First soup of 2013 has been made, inaugurating my new 6qt dutch oven and filling my apartment with delicious smells.
I mixed this soup up, for the first time, in the fall during Hurricane Sandy and then perfected the recipe for a soup swap with the South Philly Co-op and have been meaning to make it for myself, again, ever since. So here we are, on the third day of the New Year, with a freezer that has no homemade soup in it, and the desire for warm comfort.
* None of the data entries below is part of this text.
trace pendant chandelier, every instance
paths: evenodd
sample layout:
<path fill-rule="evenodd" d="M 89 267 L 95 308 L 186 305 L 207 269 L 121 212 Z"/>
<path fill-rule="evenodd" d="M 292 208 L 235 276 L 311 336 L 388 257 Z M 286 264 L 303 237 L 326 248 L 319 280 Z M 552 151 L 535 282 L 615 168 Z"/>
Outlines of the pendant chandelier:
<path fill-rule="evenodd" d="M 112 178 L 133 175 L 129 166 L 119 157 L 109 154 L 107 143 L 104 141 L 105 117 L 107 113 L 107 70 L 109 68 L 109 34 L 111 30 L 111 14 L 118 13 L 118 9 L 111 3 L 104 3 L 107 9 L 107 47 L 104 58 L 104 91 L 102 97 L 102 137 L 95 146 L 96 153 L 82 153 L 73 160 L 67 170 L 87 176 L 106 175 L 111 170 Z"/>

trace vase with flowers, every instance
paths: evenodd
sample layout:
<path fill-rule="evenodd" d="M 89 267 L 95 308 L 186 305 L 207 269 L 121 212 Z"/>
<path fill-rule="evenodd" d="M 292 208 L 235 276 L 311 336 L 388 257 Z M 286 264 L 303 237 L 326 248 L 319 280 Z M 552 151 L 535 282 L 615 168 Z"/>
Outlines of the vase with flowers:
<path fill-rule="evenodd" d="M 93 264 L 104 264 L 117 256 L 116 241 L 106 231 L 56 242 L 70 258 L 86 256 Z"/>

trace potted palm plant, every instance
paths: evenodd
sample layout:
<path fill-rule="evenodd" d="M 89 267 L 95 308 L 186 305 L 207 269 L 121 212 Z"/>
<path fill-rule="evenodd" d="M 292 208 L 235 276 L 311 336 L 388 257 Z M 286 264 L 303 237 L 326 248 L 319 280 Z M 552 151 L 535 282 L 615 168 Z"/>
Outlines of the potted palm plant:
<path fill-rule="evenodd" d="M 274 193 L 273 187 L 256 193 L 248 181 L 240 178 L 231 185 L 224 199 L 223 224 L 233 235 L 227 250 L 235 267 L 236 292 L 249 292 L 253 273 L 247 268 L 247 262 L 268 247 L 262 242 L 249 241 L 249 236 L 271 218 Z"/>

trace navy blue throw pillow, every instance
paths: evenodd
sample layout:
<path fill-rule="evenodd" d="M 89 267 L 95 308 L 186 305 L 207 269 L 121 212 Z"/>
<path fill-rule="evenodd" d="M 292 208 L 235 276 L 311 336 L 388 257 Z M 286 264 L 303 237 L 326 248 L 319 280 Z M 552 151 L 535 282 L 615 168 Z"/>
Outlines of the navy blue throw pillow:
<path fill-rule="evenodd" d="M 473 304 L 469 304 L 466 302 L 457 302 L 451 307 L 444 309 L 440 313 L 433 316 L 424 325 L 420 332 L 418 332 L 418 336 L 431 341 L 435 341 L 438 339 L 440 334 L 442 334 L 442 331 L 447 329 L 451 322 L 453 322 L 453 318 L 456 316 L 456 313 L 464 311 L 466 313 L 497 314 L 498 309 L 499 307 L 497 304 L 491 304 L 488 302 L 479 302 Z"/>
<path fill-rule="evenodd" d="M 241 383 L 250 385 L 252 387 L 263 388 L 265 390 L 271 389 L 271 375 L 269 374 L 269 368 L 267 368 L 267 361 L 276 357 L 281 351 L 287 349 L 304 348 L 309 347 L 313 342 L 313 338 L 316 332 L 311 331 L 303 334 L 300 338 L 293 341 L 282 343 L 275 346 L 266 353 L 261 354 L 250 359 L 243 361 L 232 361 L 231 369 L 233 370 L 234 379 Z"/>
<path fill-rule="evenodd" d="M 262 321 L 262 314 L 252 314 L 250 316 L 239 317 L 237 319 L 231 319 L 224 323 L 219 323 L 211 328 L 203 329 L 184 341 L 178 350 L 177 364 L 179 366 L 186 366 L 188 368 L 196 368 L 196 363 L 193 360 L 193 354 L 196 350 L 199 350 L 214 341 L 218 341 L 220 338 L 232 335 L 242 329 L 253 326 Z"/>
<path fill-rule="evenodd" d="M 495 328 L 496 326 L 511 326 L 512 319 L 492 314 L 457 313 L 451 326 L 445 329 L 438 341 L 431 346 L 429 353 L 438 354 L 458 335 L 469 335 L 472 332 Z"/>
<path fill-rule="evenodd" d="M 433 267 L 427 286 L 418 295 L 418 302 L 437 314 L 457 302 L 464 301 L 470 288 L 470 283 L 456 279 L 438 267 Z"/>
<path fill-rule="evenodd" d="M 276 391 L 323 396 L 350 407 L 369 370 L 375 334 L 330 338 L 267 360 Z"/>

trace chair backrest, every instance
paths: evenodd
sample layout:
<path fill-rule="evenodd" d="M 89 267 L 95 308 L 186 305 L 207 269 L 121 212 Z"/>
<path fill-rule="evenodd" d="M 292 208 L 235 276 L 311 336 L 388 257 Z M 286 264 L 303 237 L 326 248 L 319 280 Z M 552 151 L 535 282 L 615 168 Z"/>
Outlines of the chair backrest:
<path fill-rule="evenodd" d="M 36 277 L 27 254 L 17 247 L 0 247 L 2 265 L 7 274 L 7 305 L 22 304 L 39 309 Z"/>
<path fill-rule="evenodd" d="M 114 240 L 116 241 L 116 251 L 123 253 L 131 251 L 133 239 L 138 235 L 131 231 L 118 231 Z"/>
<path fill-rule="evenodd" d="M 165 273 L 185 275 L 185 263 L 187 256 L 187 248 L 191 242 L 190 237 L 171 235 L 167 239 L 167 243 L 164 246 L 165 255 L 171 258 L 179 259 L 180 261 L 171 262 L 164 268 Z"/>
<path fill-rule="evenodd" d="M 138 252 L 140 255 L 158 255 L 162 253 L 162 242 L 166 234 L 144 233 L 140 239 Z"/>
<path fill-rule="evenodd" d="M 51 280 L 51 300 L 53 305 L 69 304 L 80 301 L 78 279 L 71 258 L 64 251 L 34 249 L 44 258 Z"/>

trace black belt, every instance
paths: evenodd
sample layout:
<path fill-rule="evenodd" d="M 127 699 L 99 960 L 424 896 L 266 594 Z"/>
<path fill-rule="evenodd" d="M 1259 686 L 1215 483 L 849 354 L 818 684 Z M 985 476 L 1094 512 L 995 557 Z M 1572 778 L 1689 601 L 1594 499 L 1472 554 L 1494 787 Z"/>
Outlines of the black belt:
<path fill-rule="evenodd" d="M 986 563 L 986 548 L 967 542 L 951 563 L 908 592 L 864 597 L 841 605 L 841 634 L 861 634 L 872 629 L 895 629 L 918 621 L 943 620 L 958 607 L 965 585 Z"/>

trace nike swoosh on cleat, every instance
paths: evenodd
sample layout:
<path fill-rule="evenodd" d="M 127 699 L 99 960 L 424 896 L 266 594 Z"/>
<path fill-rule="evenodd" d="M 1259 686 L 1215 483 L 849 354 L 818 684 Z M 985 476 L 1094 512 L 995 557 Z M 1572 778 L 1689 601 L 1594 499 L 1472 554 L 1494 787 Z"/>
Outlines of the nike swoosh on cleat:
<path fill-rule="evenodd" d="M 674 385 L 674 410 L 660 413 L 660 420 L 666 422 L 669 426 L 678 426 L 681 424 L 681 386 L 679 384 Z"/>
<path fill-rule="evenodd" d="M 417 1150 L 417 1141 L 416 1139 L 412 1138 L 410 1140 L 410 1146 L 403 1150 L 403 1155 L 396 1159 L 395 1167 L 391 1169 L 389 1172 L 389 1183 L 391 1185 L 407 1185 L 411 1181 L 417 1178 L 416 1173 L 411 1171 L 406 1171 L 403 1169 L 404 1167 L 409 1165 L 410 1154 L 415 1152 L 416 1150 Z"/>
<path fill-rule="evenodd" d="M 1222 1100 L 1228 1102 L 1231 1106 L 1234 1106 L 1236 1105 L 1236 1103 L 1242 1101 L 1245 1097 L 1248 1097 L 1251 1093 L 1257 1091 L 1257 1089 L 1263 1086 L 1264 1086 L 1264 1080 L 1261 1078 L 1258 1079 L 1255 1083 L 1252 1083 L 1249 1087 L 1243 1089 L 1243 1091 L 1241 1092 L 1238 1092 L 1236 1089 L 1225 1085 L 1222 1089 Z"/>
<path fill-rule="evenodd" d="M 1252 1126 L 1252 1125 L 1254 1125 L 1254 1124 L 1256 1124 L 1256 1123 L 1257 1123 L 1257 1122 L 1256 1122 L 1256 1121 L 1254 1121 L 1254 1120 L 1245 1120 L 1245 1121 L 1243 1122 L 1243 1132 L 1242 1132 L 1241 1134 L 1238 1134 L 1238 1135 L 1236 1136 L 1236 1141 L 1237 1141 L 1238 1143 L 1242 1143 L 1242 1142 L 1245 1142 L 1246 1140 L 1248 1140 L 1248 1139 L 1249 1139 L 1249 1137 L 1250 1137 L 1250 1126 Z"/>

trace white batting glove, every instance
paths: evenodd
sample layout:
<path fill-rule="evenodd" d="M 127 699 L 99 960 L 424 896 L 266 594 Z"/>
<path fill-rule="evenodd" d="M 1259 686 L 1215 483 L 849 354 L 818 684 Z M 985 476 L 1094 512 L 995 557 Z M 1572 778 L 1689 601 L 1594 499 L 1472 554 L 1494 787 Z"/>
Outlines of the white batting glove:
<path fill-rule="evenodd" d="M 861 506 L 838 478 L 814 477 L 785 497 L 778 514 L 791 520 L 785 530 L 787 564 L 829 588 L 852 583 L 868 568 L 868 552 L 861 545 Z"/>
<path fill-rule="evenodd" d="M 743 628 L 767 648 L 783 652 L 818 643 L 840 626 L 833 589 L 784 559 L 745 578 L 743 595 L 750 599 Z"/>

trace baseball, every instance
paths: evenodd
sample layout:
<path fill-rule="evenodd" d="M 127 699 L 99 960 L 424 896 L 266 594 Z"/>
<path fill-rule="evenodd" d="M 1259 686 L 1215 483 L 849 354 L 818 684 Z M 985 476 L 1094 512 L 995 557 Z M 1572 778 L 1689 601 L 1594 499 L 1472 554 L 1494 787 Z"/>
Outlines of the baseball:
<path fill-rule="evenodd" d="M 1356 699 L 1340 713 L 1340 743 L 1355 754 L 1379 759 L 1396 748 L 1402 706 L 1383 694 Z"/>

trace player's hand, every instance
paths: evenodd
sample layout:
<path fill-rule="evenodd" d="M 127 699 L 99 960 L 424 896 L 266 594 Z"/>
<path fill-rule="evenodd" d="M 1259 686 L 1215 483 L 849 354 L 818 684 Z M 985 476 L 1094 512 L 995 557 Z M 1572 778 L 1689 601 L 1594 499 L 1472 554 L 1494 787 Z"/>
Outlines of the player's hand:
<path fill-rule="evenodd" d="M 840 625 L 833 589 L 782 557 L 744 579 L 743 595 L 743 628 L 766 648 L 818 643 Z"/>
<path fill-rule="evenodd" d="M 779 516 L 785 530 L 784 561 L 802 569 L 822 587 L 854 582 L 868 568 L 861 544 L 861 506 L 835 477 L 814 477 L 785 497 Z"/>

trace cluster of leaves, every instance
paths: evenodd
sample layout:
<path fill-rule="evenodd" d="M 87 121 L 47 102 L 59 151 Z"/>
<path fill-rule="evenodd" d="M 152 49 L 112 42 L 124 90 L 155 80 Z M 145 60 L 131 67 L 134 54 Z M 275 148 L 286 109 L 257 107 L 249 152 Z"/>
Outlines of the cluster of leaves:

Vegan Smokey Black Bean Soup
o 1 large onion, chopped
o 2 large carrots, chopped
o 3 stalks celery, chopped
o 2 cups of cooked black beans, whole
o 3 cups of cooked black beans, blended/ground
o 4 cups of vegetable broth
o 1 can of crushed tomato (28oz)
o 1 tbsp. garlic powder
o 1 tsp. chili powder
o 2 tsp. ground cumin
o 1 tsp. liquid smoke
o 2 tsp. salt
o 1 tbsp. nutritional yeast
o Black pepper to taste
Yeilds ~ 3 quarts
1. Heat skillet w/ some olive oil and sweat the onion, carrots,
celery, sprinkled with black pepper, for 5 min.
2. In a large pot, combine the vegetable broth, crushed
tomato, whole black beans, and all seasonings. Bring to a
3. Add vegetables from skillet and blended/ground beans.